Good stuff for programming geeks
[ start | index | login or register ]
start > 2004-04-21 > 1

Start/2004-04-21/1

Created by tmoertel. Last edited by tmoertel 1570 days ago. Viewed 10768 times. #2
[diff] [history] [edit] [rdf]
labels
attachments

Cleaning referrer spam out of SnipSnap

In an earlier entry I posted some code that I was using, along with Apache Rewrite rules, to block referrer spam. On occasion, however, some spam referrals do get through, and they end up in SnipSnap's database of backlinks. That means the spammy backlinks are likely to end up displayed on the site and give Google juice to the spammers.

To solve that problem, I wrote the following Perl script to clean spammy links from SnipSnap's database. To use it, I just export my SnipSnap database as an XML file, run the file through the script (giving the script a regex that matches the spammy URLs), and then import the result back into SnipSnap.
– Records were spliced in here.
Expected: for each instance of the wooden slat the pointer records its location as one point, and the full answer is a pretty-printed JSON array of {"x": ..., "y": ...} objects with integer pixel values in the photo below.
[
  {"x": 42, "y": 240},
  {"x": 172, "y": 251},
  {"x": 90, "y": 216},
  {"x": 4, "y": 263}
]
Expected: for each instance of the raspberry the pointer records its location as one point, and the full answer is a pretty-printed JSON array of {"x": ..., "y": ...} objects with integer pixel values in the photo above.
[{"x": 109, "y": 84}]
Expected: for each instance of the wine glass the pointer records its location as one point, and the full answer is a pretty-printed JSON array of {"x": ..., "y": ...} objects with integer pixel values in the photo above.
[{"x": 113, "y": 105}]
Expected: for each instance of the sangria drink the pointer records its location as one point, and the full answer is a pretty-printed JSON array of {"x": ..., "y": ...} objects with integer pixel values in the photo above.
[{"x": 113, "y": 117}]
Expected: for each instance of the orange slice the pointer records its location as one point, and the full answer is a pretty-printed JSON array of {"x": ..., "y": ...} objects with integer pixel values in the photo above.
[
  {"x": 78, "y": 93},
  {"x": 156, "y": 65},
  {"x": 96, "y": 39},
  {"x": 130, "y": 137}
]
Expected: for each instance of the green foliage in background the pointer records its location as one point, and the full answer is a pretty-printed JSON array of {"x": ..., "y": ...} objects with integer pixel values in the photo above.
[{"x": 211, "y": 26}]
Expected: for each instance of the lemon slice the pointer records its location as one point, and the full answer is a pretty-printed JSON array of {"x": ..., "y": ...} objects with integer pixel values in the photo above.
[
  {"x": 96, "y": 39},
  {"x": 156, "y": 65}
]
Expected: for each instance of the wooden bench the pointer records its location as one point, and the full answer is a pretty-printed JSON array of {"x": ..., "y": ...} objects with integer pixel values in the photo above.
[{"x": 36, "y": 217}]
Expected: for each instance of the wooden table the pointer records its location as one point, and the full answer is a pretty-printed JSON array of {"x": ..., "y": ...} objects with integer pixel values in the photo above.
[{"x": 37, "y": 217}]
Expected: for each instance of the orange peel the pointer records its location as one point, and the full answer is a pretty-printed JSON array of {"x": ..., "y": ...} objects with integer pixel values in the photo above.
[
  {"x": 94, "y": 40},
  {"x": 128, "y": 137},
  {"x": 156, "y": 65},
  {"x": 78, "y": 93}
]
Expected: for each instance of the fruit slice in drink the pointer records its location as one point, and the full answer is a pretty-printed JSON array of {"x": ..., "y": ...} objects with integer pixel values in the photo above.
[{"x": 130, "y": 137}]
Takes about a minute.

Here's the script:

#!/usr/bin/perl

use warnings; use strict;

my $target_pattern = shift;

unless ($target_pattern) { require File::Basename; my $cmd = File::Basename::basename($0); print STDERR "Usage: $cmd target-regexp [Input.snip]\n"; exit 1; }

undef $/; # slurp mode my $snip = <>;

$snip =~ s{(?<=<backLinks>)([^<]+)}{scrub($1)}ges;

print $snip;

sub scrub { join '|', grep {!/$target_pattern/o} split /\|/, $_[0]; }

=head1 NAME

clean-snipsnap-backlinks.pl

=head1 SYNOPSIS

B<clean-snipsnap-backlinks.pl> I<target-regex> I<SnipSnapDb.snip> E<gt> I<out.snip>

=head1 DESCRIPTION

Removes backlinks that match the I<target-regex> from the input SnipSnap database (in Snip format) and prints the cleaned-up database to standard output.

This filter is useful for removing spam and porn backlinks that spammers create via web crawlers that provide bogus "referer" information in HTTP requests.

=head1 LICENSE

This program is free software; you can redistribute it and/or modify it under the terms of the GNU General Public License as published by the Free Software Foundation; either version 2 of the License, or (at your option) any later version.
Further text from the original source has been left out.